카카오 2021 기출 - 합승 택시요금 [워셜 플로이드]

def solution(numOfPoint, S, A, B, edges) :
    costs = [[0 if i==j else 1000000000 for i in range(numOfPoint)] for j in range(numOfPoint)]
    for edge in edges:
        costs[edge[0]-1][edge[1]-1] = edge[2]
        costs[edge[1]-1][edge[0]-1] = edge[2]
    for middlePoint in range(numOfPoint):
        for start in range(numOfPoint):
            for end in range(numOfPoint):
                if middlePoint != start and middlePoint != end and start != end:
                    costs[start][end] = min(costs[start][end], costs[start][middlePoint] + costs[middlePoint][end])
    answer = 10000000
    for separatePoint in range(numOfPoint):
        cost = costs[S-1][separatePoint] + costs[separatePoint][A-1] + costs[separatePoint][B-1]
        answer = answer if answer < cost else cost
    return answer



print(solution(6, 4, 6, 2, [[4, 1, 10], [3, 5, 24], [5, 6, 2], [3, 1, 41], [5, 1, 24], [4, 6, 50], [2, 4, 66], [2, 3, 22], [1, 6, 25]]))

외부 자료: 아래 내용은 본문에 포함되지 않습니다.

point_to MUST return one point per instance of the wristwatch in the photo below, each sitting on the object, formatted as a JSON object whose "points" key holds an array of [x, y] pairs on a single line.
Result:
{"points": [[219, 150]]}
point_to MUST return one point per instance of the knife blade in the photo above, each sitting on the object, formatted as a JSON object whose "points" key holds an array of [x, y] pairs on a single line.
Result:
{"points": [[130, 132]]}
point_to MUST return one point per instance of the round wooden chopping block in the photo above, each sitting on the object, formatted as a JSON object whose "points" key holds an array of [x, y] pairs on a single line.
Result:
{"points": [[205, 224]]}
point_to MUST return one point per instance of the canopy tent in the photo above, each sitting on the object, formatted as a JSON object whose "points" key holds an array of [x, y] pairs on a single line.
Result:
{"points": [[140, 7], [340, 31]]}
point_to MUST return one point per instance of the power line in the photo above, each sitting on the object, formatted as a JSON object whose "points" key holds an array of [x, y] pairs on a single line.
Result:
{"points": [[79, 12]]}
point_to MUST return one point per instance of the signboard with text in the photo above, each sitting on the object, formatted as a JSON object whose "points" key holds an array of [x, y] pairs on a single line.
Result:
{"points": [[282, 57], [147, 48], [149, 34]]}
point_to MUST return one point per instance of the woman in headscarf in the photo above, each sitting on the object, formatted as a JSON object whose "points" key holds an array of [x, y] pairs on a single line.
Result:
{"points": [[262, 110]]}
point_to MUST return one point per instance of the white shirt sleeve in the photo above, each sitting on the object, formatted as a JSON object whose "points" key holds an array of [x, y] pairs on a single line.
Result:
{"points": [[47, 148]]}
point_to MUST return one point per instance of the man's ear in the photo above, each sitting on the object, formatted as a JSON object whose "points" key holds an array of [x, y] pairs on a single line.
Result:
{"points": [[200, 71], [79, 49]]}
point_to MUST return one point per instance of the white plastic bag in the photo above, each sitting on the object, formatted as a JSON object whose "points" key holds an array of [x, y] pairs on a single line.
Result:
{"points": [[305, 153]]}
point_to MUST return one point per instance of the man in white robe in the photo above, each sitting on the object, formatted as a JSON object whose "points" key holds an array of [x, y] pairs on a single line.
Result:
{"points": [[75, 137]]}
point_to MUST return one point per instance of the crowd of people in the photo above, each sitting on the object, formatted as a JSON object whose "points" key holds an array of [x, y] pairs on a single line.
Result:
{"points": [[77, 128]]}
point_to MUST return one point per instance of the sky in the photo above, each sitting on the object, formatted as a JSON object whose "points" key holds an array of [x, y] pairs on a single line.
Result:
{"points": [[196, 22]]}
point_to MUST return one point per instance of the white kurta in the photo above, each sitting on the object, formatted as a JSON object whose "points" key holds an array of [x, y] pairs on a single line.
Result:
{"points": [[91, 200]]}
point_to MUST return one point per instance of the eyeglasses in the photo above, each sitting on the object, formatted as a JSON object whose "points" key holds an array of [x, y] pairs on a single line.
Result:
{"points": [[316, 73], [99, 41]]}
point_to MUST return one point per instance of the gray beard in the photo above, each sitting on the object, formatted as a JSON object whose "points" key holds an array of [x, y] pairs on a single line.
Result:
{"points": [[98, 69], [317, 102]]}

워셜 플로이드는 시간 복잡도 n^3 이다 그래서 그런가

26번이 시간초과..

그래서 다음과 같이 다익스트라로 바꿔봤다.

import heapq

INF = 1000000000

def dijkstra(start, costs, distance):
    q = []
    heapq.heappush(q, (0, start))
    distance[start][start] = 0
    while q:
        dist, cur = heapq.heappop(q)
        if distance[start][cur] < dist:
            continue
        for idx, i in enumerate(costs[cur]):
            throughDist = dist + i
            if distance[start][idx] > throughDist :
                distance[start][idx] = throughDist
                heapq.heappush(q, (throughDist,idx))


def solution(numOfPoint, S, A, B, edges) :
    costs = [[0 if i==j else INF for i in range(numOfPoint)] for j in range(numOfPoint)]
    for edge in edges:
        costs[edge[0]-1][edge[1]-1] = edge[2]
        costs[edge[1]-1][edge[0]-1] = edge[2]

    distance = [[0 if i==j else INF for i in range(numOfPoint)] for j in range(numOfPoint)]
    for start in range(numOfPoint):
        dijkstra(start, costs, distance)

    answer = 10000000
    for separatePoint in range(numOfPoint):
        cost = distance[S-1][separatePoint] + distance[separatePoint][A-1] + distance[separatePoint][B-1]
        answer = answer if answer < cost else cost
    return answer



print(solution(6, 4, 6, 2, [[4, 1, 10], [3, 5, 24], [5, 6, 2], [3, 1, 41], [5, 1, 24], [4, 6, 50], [2, 4, 66], [2, 3, 22], [1, 6, 25]]))

성공!

 

근데 다 풀고 나서 워셜 플로이드 알고리즘에 min 함수를 안쓰고 해봤더니 통과...... 충격

 

오늘의 값진 결론

단순 값 2개 비교시에는 min, max함수를 쓰지말자. 덕분에 2시간 뻘짓한거 보상받은 기분이다

 

def solution(numOfPoint, S, A, B, edges) :
    costs = [[0 if i==j else 1000000000 for i in range(numOfPoint)] for j in range(numOfPoint)]
    for edge in edges:
        costs[edge[0]-1][edge[1]-1] = edge[2]
        costs[edge[1]-1][edge[0]-1] = edge[2]
    for middlePoint in range(numOfPoint):
        for start in range(numOfPoint):
            for end in range(numOfPoint):
                if middlePoint != start and middlePoint != end and start != end:
                    midCost = costs[start][middlePoint] + costs[middlePoint][end]
                    costs[start][end] = costs[start][end] if midCost > costs[start][end] else midCost
    answer = 10000000
    for separatePoint in range(numOfPoint):
        cost = costs[S-1][separatePoint] + costs[separatePoint][A-1] + costs[separatePoint][B-1]
        answer = answer if answer < cost else cost
    return answer

최종 코드